Encouraging open source could land you in trouble - edw519
http://www.technollama.co.uk/encouraging-open-source-could-land-you-in-trouble

======
pyre
I think that the crux of their argument is that if people are 'used' to
getting software for free it will erode their perception of software being
something that you pay for, and in general, erode people's willingness to pay
for other types of intellectual property.

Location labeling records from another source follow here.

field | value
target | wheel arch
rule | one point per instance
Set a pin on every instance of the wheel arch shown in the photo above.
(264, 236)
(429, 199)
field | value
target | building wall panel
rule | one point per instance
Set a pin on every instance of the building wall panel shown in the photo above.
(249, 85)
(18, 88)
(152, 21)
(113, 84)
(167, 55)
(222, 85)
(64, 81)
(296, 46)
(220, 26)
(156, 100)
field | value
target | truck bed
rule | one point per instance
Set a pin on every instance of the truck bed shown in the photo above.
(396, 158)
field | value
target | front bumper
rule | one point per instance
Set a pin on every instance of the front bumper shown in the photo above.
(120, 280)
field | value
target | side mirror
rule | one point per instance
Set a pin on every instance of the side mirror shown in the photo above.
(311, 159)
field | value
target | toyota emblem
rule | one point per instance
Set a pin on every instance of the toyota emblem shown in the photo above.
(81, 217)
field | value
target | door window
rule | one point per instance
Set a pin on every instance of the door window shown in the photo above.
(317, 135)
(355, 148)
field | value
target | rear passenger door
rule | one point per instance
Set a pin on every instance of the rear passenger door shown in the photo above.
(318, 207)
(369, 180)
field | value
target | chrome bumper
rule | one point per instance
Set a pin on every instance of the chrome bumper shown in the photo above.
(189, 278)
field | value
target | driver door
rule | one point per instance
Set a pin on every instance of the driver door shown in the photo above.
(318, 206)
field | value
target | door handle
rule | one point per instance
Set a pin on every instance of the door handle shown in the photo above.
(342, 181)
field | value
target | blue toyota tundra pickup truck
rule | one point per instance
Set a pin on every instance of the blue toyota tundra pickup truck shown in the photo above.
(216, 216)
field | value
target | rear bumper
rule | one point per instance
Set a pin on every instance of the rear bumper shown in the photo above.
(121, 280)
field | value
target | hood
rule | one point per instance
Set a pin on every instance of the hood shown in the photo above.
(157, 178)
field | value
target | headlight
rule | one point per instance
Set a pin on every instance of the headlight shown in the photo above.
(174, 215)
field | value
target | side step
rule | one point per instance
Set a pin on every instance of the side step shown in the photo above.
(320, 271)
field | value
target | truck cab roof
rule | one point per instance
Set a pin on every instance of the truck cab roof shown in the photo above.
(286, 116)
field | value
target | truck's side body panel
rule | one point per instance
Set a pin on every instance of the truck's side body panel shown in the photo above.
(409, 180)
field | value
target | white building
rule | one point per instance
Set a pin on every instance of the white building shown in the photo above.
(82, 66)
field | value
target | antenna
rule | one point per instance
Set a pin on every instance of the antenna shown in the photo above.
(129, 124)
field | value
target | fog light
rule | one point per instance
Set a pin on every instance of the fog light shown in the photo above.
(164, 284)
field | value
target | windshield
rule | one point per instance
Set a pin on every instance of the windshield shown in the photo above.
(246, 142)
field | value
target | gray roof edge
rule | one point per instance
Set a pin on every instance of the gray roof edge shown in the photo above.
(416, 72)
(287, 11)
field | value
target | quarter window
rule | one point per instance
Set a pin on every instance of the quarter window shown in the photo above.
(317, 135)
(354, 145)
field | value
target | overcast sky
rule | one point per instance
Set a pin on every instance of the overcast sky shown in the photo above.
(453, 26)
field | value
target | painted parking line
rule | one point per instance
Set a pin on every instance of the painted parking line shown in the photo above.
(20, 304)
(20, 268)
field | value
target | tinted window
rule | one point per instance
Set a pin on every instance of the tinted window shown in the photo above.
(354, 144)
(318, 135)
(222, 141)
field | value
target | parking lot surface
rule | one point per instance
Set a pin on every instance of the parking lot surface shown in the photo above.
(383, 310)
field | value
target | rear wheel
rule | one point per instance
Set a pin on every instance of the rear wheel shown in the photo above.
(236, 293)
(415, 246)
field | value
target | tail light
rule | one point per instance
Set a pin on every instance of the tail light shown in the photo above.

But at it's most basic level this argument boils down to, "if you use company
X's product, then you might not see any value in company Y's product;
therefore company X's product should be banned because it is limiting the
marketplace." In this case, they are painting things with a broader stroke by
seemingly bringing up some sort of 'Open Source' vs 'Closed Source' argument,
but the main point still stands. They are saying that because Open Source
takes away profits from Closed Source companies that it must be eliminated,
which is ludicrous.

They may put on a veneer, of claiming that they just want a level playing
field, but it seems to me that they just don't want anyone inside of the
government to have a preference against them (or be a champion for their
competitors). Why? Not because of some sort of free-market-lets-join-hands-
and-sing Libertarian nonsense. They feel that they can win government
contracts when there is no one speaking out for Open Source because then their
sales people don't have any competition when marketing their products to the
government.

------
jacquesm
Not using open source as a government entity should get you in to trouble.
Using open source should get you promoted. But since there is no 'open source'
graft fund to grease the palms the open source movement within governments is
for the most part still limited to those countries that simply can't pay.

------
ekiru
Before now, I hadn't realized that some people believe that loading a
copyrighted work into RAM should be legally considered to be a reproduction of
said work...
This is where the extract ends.